Airflow Scheduler liveness probe crashing (version 2.0)

Airflow Scheduler liveness probe crashing (version 2.0) - python-3.x

I have just upgraded my Airflow from 1.10.13 to 2.0. I am running it in Kubernetes (AKS Azure) with Kubernetes Executor. Unfortunately, I see my Scheduler getting killed every 15-20 mins due to Liveness probe failing. Hence my pod keeps restarting.
I had no issues in 1.10.13.
This is my Liveness probe:
import os
os.environ['AIRFLOW__CORE__LOGGING_LEVEL'] = 'ERROR'
os.environ['AIRFLOW__LOGGING__LOGGING_LEVEL'] = 'ERROR'
from airflow.jobs.scheduler_job import SchedulerJob
from airflow.utils.db import create_session
from airflow.utils.net import get_hostname
import sys
with create_session() as session:
job = session.query(SchedulerJob).filter_by(hostname=get_hostname()).order_by(
SchedulerJob.latest_heartbeat.desc()).limit(1).first()
sys.exit(0 if job.is_alive() else 1)
When I look in the scheduler logs I see the following:
[2021-02-16 12:18:21,883] {scheduler_job.py:309} DEBUG - Waiting for <ForkProcess name='DagFileProcessor489-Process' pid=12812 parent=9286 stopped exitcode=0>
[2021-02-16 12:18:22,228] {scheduler_job.py:933} DEBUG - No tasks to consider for execution.

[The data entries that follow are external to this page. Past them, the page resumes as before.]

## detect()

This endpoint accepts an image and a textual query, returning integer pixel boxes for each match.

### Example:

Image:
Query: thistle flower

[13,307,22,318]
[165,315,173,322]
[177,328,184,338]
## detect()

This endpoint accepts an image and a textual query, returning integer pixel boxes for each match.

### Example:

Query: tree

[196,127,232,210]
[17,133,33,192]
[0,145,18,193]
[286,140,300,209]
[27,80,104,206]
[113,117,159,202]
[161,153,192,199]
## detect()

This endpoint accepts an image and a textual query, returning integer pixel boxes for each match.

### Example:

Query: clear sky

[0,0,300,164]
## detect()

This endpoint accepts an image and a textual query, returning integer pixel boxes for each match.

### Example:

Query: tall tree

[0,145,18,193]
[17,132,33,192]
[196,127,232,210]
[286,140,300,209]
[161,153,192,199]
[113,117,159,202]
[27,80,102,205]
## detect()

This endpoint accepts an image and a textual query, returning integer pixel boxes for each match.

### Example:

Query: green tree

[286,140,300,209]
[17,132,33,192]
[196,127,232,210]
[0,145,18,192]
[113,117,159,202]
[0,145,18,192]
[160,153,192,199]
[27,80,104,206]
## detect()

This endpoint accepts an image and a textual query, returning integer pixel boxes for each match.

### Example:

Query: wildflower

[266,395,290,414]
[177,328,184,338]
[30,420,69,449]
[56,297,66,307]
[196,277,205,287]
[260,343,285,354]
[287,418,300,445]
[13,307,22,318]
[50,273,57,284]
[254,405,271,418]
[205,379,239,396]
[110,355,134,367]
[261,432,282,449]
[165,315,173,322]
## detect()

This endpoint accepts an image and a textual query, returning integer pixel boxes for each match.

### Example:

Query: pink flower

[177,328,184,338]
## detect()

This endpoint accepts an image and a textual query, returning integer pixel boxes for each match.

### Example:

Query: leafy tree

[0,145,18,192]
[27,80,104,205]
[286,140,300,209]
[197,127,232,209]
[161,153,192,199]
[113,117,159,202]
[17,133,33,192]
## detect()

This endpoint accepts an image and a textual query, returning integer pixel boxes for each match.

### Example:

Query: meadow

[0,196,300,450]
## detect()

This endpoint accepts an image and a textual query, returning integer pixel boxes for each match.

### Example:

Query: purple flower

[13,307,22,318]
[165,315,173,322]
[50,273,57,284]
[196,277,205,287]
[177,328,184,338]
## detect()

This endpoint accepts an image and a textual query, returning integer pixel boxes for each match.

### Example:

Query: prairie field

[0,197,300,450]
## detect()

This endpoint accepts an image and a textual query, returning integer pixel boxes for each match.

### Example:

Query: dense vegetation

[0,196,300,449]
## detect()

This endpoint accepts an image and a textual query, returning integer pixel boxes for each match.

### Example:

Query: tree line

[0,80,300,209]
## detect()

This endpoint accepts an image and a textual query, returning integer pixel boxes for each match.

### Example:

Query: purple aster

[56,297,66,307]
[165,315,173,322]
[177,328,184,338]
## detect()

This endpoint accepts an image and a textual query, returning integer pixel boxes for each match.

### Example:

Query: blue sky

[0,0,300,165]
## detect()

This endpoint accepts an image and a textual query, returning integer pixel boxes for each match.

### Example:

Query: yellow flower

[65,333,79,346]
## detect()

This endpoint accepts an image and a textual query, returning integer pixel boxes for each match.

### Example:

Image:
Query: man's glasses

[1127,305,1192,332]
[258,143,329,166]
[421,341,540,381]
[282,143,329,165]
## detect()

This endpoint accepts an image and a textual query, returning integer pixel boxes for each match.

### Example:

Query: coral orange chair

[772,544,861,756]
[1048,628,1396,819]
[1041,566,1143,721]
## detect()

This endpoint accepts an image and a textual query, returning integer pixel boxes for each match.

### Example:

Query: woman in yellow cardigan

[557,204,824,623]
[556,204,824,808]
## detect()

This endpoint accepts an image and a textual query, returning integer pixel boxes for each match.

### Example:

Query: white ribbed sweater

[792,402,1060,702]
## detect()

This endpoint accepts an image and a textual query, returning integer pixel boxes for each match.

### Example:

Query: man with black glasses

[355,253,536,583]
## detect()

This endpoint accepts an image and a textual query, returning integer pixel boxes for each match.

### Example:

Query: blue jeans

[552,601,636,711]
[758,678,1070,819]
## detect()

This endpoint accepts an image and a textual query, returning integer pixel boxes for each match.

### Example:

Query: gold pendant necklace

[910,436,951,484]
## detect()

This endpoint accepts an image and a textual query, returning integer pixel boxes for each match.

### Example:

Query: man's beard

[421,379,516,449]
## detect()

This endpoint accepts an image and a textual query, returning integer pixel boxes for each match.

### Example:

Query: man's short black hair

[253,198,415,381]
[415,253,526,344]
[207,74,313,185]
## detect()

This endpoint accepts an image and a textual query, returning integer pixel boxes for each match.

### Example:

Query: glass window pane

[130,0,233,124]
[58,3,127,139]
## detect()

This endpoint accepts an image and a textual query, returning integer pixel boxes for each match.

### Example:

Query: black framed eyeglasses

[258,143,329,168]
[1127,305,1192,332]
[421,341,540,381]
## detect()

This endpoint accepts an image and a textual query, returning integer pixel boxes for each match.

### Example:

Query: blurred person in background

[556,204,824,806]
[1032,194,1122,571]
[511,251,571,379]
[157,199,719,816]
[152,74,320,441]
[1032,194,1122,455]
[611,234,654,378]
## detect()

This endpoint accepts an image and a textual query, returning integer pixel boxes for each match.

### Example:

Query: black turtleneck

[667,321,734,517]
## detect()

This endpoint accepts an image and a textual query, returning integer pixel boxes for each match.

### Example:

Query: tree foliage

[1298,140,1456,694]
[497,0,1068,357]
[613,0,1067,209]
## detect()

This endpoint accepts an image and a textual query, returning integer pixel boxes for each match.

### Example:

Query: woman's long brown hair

[2021-02-16 12:18:22,232] {base_executor.py:147} DEBUG - 0 running task instances
[2021-02-16 12:18:22,232] {base_executor.py:148} DEBUG - 0 in queue
[2021-02-16 12:18:22,232] {base_executor.py:149} DEBUG - 32 open slots
[2021-02-16 12:18:22,232] {base_executor.py:158} DEBUG - Calling the <class 'airflow.executors.kubernetes_executor.KubernetesExecutor'> sync method
[2021-02-16 12:18:22,233] {kubernetes_executor.py:337} DEBUG - Syncing KubernetesExecutor
[2021-02-16 12:18:22,233] {kubernetes_executor.py:263} DEBUG - KubeJobWatcher alive, continuing
[2021-02-16 12:18:22,234] {dag_processing.py:383} DEBUG - Received message of type DagParsingStat
[2021-02-16 12:18:22,234] {dag_processing.py:383} DEBUG - Received message of type DagParsingStat
[2021-02-16 12:18:22,236] {dag_processing.py:383} DEBUG - Received message of type DagParsingStat
[2021-02-16 12:18:22,246] {scheduler_job.py:1390} DEBUG - Next timed event is in 0.143059
[2021-02-16 12:18:22,246] {scheduler_job.py:1392} DEBUG - Ran scheduling loop in 0.05 seconds
[2021-02-16 12:18:22,422] {scheduler_job.py:933} DEBUG - No tasks to consider for execution.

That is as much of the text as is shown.